When you became a medical assistant, you moved back into your mother’s house?

I did for a year.

MSP 27 | Ambulatory Surgery Centers

Ambulatory Surgery Centers: Independent physicians can flourish in a relationship with the healthcare system, but they would have to adapt.


It’s because you were that clear.

I was living alone and I moved back to be a medical assistant. It also was a way to save money. I need to go back to fundamentals. That’s one thing. I went to the research track in college. I was set up to go and go on to a Master’s program or a different type of academic program. I never explored what my passion was. If you have takeaways, if you’ve got a passion, that you want to be in healthcare or you want to work with people, or if you want to work with technology, whatever it may be, you’re not going to work in technology by working with by laying bricks or something like that. You got to start somewhere with experience to go on to the next level.

When you were a medical assistant, you’ve got to see enough procedures that turned you onto these reps that do this job or are you already doing some behind scenes and research to find out about this job that these reps have?

I knew about reps in general even back into college. It was always something I looked at that would be nice to get into. I was already intending to go down that road, but I had to connect a few dots before I got there.

You get to Medtronic and you had quite a career there. You were with Medtronic for about nine years. When I look at your profile, you had a number of roles, associate clinical specialists, clinical specialists, therapy consultant and then senior therapy consultant. Walk us through what that experience was like and what you were starting to discover as you continued your career while you were at Medtronic.

It’s humbling and I appreciate the opportunity to talk about yourself and your development. I don’t think of it or myself that way, but looking back on it, you never know what the next step looks like until you get there. Early on in my career, the way that I grew up, my father always told me hard work is always rewarded. I put my nose down and grind it out. That was one thing I’m still good at and looking for the next step. I had a manager that came to me. I told him that about 2 or 3 years in with Medtronic and he’s like, “That’s great and that’s true, but you also have to be strategic and you also have to plan your next steps and you have to help chart your own career.”
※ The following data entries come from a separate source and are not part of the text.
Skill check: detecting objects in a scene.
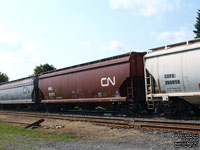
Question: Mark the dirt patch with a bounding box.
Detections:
[0,115,141,139]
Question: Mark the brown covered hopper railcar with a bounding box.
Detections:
[38,52,145,111]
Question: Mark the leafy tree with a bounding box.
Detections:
[193,9,200,38]
[34,63,56,75]
[0,72,9,83]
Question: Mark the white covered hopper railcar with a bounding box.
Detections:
[0,77,34,104]
[144,39,200,109]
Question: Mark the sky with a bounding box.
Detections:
[0,0,200,80]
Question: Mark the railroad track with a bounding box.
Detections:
[0,111,200,133]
There’s a difference between advocating for oneself. If you don’t create an opportunity or advocate for yourself in the right ways, you’re not going to achieve what you want. That was a big shift for me of realizing that, and that’s when I started to have those conversations of, “What’s next? How do I get there? What are the criteria that I need to meet to get to that next level?” That’s where it began. The real next big step is the opportunity wasn’t going to be there for me in California. I was four years in with Medtronic. A lot of things in my life intersected, but an opportunity that I wanted for the next step up came open in Phoenix. I was in the right place and was able to make a move. Being open to make a move and move in geography to accelerate your career is an essential step a lot of times, especially in medical devices these days. You find that people are more open to moving, ultimately they move up a lot quicker than those aren’t.
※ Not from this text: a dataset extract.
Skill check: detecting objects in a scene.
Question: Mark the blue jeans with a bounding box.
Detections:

Location is key when you want to truly advance your career. In Medtronic, generally speaking, who is your customer base? What types of devices were you selling?
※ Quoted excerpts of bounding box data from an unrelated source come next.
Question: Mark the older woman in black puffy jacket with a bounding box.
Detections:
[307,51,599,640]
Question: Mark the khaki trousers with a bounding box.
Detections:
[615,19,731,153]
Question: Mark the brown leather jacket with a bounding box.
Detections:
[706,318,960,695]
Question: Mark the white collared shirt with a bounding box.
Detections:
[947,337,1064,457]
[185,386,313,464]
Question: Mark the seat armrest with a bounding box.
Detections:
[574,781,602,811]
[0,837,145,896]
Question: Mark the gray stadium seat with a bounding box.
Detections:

It was pain neuromodulation. It was spinal cord stimulators and intrathecal drug delivery systems for either opioid, morphine or intrathecal baclofen.

The reason why I make it a point for you to mention that is because what all interests me about you is you were a medical device sales rep and you transitioned into getting into business development within healthcare systems, with your first role being Banner Health. In addition to that, you went ahead and furthered your education through that transition. I want to know, where was your mind towards the end of your career with Medtronic? When you were a senior therapy consultant, you’re selling these types of devices, what were you starting to notice that made you say, “It’s time to make a new move?”

There are a lot of factors that go into that. Maybe I’ll answer it a different way, but if you go back and even back to college, I can talk about biochemistry, going into business, sales, and going through Medtronic. The thing that I firmly believe in is whether it’s a product and more importantly, your personal brand in your career track or your career arc, you’ve got to radically differentiate. Whether it means being a biochemist and going into sales and then going into being a medical assistant, and then going back into a medical device, finding the pathway to success is a big part of it. The more differentiation you know that you have in your development when you sit and you’re able to tell your story in front of that next person that’s going to be either the recruiter are going to be the manager, you can tell a different story about your brand and what you bring to the table.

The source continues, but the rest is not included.